But then the sun sets and I'm home alone and even though I've walked into our closet many times suddenly I see his clothes all hanging there as if I didn't see them before this moment and I find myself trying to find if any of his clothes still hold his smell. This is when the Beast leaps onto me grabbing me by the throat and just when I feel I might be able to catch a breath it will shake me until I'm on my knees gasping with sobs. I'm not sure I look real strong in these moments, probably sound a bit gurgly and far less then "good" too. And then the Beast will recede and this whole melt down lasts for only minutes.
I'm always astounded that I get up and walk away without the marks on my body from the grip this Beast held on me. But it leaves no visible mark. My heart is wounded though and I wonder what the scar tissue will hold for me.

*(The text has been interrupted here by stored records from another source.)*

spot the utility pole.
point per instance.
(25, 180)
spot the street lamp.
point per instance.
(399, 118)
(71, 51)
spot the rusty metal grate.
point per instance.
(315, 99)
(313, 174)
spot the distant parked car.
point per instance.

Then there are moments of just sweet memories. My friend, Ted, was visiting from California for a week. I had comp tickets (thank you Rebecca!) to see Duke Robillard at the Landing in Pine Point. Duke played with Room Full of Blues in a great jazz spot in Providence R.I. Jim got to know Duke when he worked with the Providence Journal. When Jim was first diagnosed Duke sent Jim a CD with a wonderful note saying he was thinking about him. In the morning sometimes before I needed to be off to work and Jim's different therapies began I would put this CD of Duke Robillard on and Jim would start to sing. I can see him now, tilting his head just a little, pointing a finger at me and singing along - when he couldn't say a single word he could always sing (an interesting right and left brain thing) - and then he would stand and take my hand and we would dance in our living room even though his right arm was paralyzed and his right leg was stiff and not functioning he would still twirl me in and out and we'd dance.
At this concert I just went to, when Duke began to sing, the tears began to roll down my cheeks as this tender memory flooded over me. At times like this the Beast is simply a few tears through a smile filled with so much love.